Le site web Point de Bascule, qui diffuse ces informations, a déjà révélé que l'Arabie saoudite travaillait activement à promouvoir l'islam radical au Canada, par la diffusion de documentation dans les mosquées et les écoles qui vivent sous sa coupe.

La Ligue islamique mondiale (LIM), organisation saoudienne opérant en Amérique du Nord, est d'ailleurs à l'origine de la tentative ratée d'implantation des tribunaux islamiques au Canada. Dès 1991, cette organisation avait convoqué des imams vivant aux États-Unis et au Canada à une réunion ayant pour thème « Élaborer des stratégies pour introduire la charia au Canada et aux États-Unis ». Ces gens ont de la suite dans les idées.

Et ils ne sont pas les seuls. Lors des procès survenus aux États-Unis, en 2007 et 2008, de la Holy Land Foundation, la plus importante organisation de charité islamique aux États-Unis - dont les fonds servaient à financer le terrorisme islamiste - , des documents déposés en preuve démontraient que le Hamas avait développé une importante structure nord-américaine qui n'avait pas que pour but de financer ses activités terroristes, mais aussi de promouvoir l'islam radical en Amérique du Nord. 

Après avoir étourdiment envoyé par courriel à ses collègues députés des liens glorifiant les attentats-suicide et le jihad, puis s'en être excusée, Mme Mourani, précise toujours Point de Bascule, a voyagé en Turquie, en février 2010, aux frais de l'ambassade et du gouvernement turcs, ouvertement solidaire du Hamas.

La députée d'Ahuntsic, en agissant de façon aussi inconsidérée, servait-elle adéquatement les intérêts de ses commettants, ou s'était-elle assujettie à un lobby dont les valeurs antidémocratiques, violentes et sexistes heurtent de plein fouet - parfois au sens propre - les nôtres ?  Nul doute que le chef du Bloc québécois a bien fait de l'expulser de son caucus.

Pour la charia...

On pouvait apprendre le 14 septembre dernier dans Le Journal de Montréal, sous la plume de Richard Martineau, que, parmi les présumés défenseurs de libertés individuelles islamistes qui préparaient leur première manifestation monstre contre la Charte des valeurs québécoise, on retrouvait, en plus d'Adil Charkaoui, jadis soupçonné de terrorisme, un étrange individu ayant pour nom Salam Elmenyawi.

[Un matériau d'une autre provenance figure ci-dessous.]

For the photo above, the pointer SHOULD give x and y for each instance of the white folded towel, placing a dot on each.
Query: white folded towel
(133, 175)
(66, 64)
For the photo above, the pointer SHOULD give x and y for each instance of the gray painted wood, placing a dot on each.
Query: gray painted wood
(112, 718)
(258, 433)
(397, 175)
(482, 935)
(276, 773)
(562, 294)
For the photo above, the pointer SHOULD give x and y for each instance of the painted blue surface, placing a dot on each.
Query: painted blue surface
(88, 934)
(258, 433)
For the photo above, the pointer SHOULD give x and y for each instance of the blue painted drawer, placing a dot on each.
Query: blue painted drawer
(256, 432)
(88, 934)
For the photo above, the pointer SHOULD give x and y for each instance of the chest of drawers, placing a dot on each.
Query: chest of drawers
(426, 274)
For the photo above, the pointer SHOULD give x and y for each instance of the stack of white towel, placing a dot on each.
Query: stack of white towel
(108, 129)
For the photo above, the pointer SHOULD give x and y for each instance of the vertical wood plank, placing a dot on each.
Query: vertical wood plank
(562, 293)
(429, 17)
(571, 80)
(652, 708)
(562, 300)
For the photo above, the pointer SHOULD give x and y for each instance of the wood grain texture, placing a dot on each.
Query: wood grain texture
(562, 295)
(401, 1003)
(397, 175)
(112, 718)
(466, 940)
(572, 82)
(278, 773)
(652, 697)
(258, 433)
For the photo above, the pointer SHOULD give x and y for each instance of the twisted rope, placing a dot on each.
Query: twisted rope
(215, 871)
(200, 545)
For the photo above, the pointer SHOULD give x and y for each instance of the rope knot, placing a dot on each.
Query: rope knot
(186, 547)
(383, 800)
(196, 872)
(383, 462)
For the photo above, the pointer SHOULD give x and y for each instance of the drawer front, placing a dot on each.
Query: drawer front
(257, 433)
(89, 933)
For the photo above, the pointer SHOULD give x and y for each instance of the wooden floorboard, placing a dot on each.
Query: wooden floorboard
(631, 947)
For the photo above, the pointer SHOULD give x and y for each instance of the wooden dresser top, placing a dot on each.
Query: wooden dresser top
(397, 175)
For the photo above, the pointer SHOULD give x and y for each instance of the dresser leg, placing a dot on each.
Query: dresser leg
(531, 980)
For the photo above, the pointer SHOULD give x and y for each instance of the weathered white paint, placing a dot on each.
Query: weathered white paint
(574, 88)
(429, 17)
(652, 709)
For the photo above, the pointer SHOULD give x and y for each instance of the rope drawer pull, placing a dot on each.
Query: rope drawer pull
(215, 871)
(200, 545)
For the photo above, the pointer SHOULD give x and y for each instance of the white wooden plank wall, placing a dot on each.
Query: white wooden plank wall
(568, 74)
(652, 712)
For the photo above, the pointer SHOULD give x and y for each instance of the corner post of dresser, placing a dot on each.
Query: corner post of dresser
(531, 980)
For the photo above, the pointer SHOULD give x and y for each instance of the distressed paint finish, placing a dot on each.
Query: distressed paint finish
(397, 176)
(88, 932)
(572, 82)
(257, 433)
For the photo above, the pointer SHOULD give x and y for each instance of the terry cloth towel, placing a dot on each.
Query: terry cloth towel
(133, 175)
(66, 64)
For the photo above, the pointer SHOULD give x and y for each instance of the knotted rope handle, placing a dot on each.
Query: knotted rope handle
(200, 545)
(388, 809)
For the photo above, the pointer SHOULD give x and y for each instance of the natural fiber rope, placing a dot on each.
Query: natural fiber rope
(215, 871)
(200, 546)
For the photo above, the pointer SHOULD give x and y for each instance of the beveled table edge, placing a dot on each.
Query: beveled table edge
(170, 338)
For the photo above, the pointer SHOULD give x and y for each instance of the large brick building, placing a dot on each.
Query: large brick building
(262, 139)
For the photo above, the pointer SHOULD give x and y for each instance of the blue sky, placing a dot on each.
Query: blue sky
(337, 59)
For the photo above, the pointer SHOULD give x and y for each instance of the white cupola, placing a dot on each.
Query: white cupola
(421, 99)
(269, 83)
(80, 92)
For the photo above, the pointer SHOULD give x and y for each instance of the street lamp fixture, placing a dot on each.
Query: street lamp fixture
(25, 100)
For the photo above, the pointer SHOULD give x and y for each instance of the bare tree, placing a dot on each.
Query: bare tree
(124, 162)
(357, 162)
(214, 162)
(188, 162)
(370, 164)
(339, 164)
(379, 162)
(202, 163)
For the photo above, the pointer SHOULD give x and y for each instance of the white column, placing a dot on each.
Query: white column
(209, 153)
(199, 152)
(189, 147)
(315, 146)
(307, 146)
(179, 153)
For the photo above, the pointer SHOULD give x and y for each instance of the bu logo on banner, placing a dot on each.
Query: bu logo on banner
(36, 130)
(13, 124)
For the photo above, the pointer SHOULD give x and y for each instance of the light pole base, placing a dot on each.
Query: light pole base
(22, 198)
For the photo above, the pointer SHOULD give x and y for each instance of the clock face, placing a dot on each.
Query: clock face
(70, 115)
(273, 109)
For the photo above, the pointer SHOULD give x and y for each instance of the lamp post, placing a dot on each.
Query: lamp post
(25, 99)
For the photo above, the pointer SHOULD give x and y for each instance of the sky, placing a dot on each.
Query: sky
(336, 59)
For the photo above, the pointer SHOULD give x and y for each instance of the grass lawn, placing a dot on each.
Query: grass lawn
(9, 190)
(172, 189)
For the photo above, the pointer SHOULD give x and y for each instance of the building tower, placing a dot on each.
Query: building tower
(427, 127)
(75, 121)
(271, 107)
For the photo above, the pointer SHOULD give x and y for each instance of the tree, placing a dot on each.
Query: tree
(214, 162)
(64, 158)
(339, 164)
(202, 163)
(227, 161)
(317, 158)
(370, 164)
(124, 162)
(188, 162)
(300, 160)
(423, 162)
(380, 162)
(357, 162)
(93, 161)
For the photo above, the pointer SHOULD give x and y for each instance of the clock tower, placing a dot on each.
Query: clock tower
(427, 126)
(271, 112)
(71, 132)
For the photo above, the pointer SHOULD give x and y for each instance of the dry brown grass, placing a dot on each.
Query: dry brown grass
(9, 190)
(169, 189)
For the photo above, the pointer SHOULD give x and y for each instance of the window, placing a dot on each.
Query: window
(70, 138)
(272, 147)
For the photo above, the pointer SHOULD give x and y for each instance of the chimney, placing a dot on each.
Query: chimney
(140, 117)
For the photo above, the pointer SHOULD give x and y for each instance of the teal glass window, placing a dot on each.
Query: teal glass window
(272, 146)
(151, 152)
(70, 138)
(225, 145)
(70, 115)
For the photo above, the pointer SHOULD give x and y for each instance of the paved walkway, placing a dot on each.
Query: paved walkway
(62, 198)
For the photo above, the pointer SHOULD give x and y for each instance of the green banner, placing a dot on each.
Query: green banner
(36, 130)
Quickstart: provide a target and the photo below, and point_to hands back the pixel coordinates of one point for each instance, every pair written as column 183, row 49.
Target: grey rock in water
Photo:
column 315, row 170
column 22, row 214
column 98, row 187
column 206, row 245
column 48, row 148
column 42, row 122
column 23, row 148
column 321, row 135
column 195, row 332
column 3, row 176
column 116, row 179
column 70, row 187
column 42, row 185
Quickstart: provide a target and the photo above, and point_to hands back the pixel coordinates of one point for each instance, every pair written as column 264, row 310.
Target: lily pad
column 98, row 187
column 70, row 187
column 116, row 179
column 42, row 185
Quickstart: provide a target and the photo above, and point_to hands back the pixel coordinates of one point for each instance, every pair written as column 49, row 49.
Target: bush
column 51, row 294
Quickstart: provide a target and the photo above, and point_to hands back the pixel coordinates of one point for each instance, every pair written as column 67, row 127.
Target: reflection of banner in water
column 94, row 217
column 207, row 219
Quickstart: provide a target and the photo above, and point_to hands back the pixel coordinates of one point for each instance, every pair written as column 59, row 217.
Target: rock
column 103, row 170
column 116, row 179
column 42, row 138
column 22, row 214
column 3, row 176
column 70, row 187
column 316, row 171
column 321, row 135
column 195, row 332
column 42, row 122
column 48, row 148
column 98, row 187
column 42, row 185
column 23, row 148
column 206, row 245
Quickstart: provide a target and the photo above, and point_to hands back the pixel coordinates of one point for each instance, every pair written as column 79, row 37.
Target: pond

Qui est donc ce sympathique personnage ? Tout simplement le président du Conseil musulman de Montréal, regroupant une quarantaine de mosquées et d'organismes musulmans qui, en 2004, avait fait pression sur le gouvernement du Québec afin de le persuader d'autoriser les tribunaux islamiques dans notre belle province, tout simplement.  

Martineau citait un article du Devoir en date du 11 décembre, relatant les positions de l'individu :

« Cette cour religieuse porterait le nom de Conseil de la charia, indique Salam Elmenyawi (...) Tout ce qu'on veut, c'est un accord pour que les musulmans aient une instance officielle pour s'assurer qu'ils gèrent leur vie selon les préceptes de leur religion. Si Québec refuse, nous devrons nous-mêmes donner la crédibilité au Conseil de la charia... » 

Bref, accord de Québec ou pas, on en fera à notre tête...

Naïma et son entêtement représentent peu de chose en comparaison d'un islamisme rampant de plus en plus structuré et « articulé » sévissant non seulement au Québec mais aussi en Amérique du Nord. S'il est un fait important que la crise entourant la charte du PQ révèle de plus en plus, c'est l'étendue du phénomène et l'identification des organisations et des individus fanatisés qui servent la « cause » de l'islam politique. Pour reprendre un calembour plus que jamais d'actualité, nous ne sommes pas sortis de la mosquée...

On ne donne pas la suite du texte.